BY NEIL HAYES
For the Sun-Times
Jack Leese asked his quarterback to pick up a handful of his teammates and come to his house to watch film of their most recent game.
The former East Leyden High School coach was not prepared for every player on the roster and team managers to walk through his front door. Leese had to scramble to find seats to accommodate so many unexpected visitors.
“Mike told them I said they had to be there, which wasn’t true,” Leese said, chuckling. “From that point on, all the kids came out every Sunday. That was the start of the dominance of East Leyden High School.”
“Mike” is Mike Shanahan, Leese’s former quarterback and a candidate to replace Marc Trestman as Bears coach.
Shanahan has interviewed with the 49ers, Raiders and Bills. His son, Kyle, resigned as Browns offensive coordinator Thursday and could end up working with his father.
Shanahan is most often linked geographically to Denver because he coached there for 14 years and won two Super Bowls with John Elway.
But his Chicago roots run deep.
“Chicago is a big part of Mike, there’s no doubt about it,” said Leese, 83, who retired after winning a state title in 1977. “He has a lot of friends here, and he knows who his friends are. A lot of people want to come back home. Mike went to Washington, but he never felt like that was home. This is home.”
Shanahan grew up in Schiller Park and Franklin Park, the son of Ed, an electrician, and Dorothy, who suffered from a serious arthritic condition.
He didn’t start at quarterback until his senior year in 1969, when Leese switched to a wishbone attack because he thought it gave his undersized players an advantage. Shanahan, who weighed all of 137 pounds, was his trigger man.
“We sandbagged the whole offense for the first game,” Leese recalled.
“The first game we used the T- formation and ran basic plays and won 8-6. Then the next game, we played a ranked Hinsdale South team, and Mike ran the wishbone and scored four touchdowns and gained 268 yards.”
Shanahan parlayed his lone season as a starter into a scholarship to Eastern Illinois, where his career ended in a spring scrimmage his junior year when he got speared in the side. His roommate was the late Mike Heimerdinger. The longtime NFL offensive coordinator, who worked under Shanahan in Denver, found him asleep on his bed and knew something was wrong.
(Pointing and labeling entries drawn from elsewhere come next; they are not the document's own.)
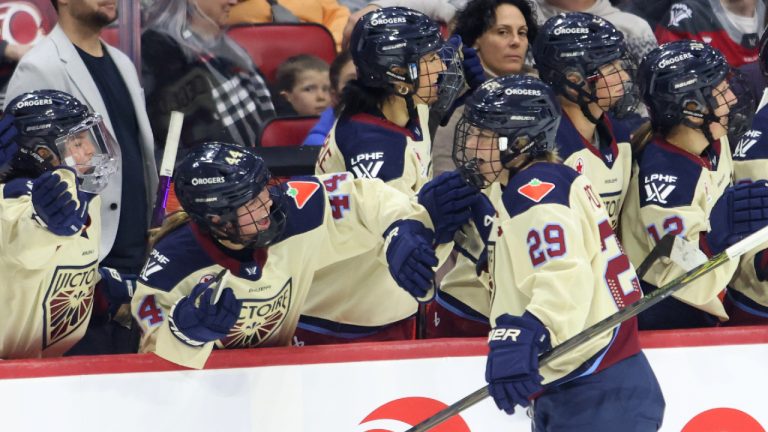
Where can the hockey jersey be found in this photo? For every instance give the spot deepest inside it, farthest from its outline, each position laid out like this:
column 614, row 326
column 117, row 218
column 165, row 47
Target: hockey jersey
column 552, row 252
column 369, row 147
column 47, row 284
column 750, row 163
column 329, row 219
column 673, row 191
column 706, row 21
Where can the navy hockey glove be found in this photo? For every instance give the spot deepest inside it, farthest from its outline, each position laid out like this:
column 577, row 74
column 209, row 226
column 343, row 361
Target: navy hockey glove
column 195, row 321
column 54, row 205
column 740, row 211
column 8, row 133
column 447, row 199
column 117, row 287
column 410, row 256
column 512, row 369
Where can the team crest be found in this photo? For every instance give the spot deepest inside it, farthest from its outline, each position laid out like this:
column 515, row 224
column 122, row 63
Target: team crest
column 259, row 320
column 301, row 191
column 68, row 301
column 536, row 189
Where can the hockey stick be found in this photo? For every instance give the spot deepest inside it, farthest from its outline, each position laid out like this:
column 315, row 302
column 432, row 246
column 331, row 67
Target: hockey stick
column 166, row 167
column 735, row 251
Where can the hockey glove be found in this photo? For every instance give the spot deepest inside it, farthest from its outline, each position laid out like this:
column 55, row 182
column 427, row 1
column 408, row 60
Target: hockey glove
column 195, row 321
column 740, row 211
column 447, row 199
column 55, row 207
column 512, row 369
column 117, row 287
column 410, row 256
column 8, row 133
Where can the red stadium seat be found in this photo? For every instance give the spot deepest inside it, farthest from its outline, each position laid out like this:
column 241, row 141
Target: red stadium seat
column 286, row 131
column 270, row 44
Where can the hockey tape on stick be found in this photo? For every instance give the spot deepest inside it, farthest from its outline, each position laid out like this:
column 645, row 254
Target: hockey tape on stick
column 218, row 284
column 751, row 242
column 167, row 165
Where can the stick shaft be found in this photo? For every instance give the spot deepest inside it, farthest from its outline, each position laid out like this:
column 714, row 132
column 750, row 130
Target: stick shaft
column 608, row 323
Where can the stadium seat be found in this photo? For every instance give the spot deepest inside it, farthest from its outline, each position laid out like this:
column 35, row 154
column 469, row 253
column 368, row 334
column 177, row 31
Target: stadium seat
column 286, row 131
column 270, row 44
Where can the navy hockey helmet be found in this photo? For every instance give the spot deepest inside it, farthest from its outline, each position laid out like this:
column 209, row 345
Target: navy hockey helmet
column 387, row 46
column 55, row 128
column 684, row 79
column 220, row 186
column 577, row 53
column 514, row 114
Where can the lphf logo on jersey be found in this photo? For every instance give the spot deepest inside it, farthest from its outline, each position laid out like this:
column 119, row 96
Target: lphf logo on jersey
column 679, row 12
column 367, row 165
column 658, row 187
column 68, row 301
column 747, row 141
column 21, row 23
column 259, row 319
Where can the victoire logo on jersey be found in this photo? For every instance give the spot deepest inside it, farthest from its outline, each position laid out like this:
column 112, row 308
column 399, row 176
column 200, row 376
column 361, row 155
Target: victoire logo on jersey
column 367, row 165
column 68, row 301
column 658, row 187
column 259, row 319
column 747, row 141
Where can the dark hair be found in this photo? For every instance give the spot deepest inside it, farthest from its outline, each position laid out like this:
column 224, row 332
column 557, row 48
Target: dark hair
column 289, row 70
column 337, row 65
column 357, row 98
column 478, row 16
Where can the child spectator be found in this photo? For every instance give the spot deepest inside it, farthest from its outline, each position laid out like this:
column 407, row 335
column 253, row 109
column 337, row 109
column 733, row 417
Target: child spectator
column 342, row 71
column 303, row 82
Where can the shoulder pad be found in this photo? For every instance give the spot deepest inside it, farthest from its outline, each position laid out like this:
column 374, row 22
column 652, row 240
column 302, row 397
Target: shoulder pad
column 173, row 258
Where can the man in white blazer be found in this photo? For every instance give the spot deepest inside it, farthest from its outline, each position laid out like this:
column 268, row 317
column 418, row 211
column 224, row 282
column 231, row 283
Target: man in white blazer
column 72, row 58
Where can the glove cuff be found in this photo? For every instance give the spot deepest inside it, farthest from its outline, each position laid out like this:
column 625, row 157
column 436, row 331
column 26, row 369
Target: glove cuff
column 177, row 332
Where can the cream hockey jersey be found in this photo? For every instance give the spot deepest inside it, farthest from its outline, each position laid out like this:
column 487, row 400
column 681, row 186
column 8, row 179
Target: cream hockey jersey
column 329, row 219
column 369, row 147
column 608, row 168
column 552, row 252
column 750, row 163
column 673, row 191
column 47, row 281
The ever-energetic Shanahan never took naps.
Paramedics rushed Shanahan to a hospital, where he was diagnosed with a ruptured kidney. By the time his father arrived, a priest had administered last rites.
“Mike has had a lot of adversity in his life, unfortunately,” Leese said. “He was also involved in a motorcycle accident and his best friend was killed. When they had the funeral, Mike was in the hospital.”
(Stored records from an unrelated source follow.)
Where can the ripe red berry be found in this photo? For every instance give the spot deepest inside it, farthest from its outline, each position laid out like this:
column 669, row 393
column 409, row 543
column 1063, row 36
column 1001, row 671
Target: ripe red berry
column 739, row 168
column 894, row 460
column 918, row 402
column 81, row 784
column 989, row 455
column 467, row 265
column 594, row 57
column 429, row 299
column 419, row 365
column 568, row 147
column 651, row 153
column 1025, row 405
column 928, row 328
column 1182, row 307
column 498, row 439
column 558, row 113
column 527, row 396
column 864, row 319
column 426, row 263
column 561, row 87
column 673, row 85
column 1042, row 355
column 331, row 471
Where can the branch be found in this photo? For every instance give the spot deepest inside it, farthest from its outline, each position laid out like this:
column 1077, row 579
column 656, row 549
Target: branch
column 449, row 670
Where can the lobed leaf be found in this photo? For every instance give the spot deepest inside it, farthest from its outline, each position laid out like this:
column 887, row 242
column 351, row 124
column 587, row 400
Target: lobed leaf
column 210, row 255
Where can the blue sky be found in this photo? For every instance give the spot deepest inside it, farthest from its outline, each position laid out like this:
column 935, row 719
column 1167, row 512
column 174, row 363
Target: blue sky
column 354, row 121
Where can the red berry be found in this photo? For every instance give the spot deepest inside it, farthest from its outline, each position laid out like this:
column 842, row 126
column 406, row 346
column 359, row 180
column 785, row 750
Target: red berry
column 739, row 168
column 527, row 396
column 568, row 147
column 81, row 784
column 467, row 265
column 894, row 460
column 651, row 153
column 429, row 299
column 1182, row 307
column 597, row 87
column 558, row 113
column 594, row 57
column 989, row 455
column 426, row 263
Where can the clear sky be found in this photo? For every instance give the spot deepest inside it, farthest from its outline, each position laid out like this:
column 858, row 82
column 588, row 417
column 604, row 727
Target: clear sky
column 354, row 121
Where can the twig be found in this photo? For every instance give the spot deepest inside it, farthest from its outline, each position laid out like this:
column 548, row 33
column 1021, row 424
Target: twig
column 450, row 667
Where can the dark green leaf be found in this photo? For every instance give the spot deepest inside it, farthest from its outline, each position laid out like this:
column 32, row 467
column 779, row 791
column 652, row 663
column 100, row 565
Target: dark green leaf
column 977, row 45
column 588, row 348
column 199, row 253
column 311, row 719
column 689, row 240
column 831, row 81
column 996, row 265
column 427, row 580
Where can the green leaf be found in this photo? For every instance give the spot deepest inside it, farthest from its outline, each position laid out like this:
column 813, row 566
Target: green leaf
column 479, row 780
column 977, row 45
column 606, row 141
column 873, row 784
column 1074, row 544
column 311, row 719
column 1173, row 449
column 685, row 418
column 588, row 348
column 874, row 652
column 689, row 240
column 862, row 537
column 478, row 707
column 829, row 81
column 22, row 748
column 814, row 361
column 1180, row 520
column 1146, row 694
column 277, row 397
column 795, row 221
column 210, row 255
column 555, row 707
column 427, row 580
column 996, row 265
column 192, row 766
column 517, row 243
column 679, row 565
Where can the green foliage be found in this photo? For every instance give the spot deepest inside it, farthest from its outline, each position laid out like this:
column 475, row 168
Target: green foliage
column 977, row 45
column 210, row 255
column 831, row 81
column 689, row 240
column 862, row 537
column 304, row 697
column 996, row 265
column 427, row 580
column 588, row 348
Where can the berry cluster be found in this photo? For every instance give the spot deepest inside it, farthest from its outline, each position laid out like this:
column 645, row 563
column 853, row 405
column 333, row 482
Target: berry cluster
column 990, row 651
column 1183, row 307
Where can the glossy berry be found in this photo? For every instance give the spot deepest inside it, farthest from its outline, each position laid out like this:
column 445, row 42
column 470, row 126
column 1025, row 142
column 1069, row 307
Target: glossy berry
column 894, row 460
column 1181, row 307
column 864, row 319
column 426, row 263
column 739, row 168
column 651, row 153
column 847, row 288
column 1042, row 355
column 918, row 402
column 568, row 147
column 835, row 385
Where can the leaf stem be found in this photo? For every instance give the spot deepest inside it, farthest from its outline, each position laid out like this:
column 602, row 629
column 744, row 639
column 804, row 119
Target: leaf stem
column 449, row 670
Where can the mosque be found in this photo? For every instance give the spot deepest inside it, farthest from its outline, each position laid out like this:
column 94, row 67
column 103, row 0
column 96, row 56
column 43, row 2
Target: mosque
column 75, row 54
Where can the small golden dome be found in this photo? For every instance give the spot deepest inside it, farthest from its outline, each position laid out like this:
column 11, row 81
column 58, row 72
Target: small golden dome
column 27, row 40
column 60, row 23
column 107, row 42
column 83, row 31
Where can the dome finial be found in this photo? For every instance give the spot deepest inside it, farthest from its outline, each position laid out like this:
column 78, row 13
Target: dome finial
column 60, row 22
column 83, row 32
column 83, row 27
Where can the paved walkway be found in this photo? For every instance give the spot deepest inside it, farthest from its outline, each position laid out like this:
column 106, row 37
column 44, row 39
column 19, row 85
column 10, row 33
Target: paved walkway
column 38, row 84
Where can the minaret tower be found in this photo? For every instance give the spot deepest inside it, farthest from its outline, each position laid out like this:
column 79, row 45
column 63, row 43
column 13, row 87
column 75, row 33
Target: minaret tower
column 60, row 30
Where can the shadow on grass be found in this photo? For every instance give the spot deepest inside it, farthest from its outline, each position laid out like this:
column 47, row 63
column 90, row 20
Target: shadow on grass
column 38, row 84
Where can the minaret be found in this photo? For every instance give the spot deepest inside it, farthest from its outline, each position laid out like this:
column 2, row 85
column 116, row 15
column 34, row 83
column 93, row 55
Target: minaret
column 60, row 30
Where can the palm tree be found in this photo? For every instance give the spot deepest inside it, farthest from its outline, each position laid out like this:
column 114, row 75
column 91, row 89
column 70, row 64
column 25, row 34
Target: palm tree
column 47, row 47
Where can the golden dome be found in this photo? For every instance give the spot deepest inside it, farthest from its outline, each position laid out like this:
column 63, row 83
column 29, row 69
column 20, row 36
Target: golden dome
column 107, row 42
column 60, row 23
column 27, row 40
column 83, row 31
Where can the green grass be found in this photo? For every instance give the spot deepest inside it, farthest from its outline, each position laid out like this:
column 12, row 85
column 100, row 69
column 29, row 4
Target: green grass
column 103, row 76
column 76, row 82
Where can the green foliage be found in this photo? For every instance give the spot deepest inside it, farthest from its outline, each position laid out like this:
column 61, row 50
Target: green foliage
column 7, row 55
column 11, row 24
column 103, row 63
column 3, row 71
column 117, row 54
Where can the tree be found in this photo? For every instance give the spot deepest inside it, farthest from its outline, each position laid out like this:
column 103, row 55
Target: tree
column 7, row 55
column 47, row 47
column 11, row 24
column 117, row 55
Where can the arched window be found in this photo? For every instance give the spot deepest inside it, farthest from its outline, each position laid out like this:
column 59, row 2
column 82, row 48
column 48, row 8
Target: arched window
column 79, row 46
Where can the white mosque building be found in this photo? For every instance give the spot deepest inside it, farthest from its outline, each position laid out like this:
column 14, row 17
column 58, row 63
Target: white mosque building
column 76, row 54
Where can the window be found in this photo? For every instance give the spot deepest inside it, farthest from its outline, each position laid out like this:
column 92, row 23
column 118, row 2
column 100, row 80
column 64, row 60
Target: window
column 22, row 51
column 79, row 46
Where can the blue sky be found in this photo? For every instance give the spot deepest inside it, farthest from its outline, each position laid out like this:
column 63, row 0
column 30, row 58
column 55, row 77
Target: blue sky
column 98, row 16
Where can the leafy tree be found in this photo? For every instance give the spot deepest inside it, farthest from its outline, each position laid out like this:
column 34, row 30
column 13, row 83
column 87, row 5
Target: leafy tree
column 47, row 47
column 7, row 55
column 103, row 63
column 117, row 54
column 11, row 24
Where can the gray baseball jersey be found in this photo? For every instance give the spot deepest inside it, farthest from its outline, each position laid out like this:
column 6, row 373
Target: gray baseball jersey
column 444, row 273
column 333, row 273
Shanahan began his coaching odyssey as an assistant at his alma mater.
He returned to EIU in 1978. The Panthers had finished 1-10 the year before, and there was talk about dropping the program, but with Shanahan as offensive coordinator, the Panthers went 12-2 and won the Division II national championship by averaging 424 yards and 34 points.
If the Bears hire Shanahan, he could be reunited with Jay Cutler, who played under Shanahan for three years in Denver.
“He has a good relationship with Cutler, even though Cutler didn’t have a very good record with Mike,” Leese said. “But the defense let Mike down as much as anything in those last three years [in Denver] when he went 24-24.”
Leese said if the Bears choose his former quarterback, they will know exactly what they’re getting.
“No matter what decision he makes, it will be the right one for him,” he said. “He has to do what’s best for him. I know he gets antsy. But no matter where he goes, you know you’re going to get 100 percent from Mike. That’s the way he is. It’s all or nothing.”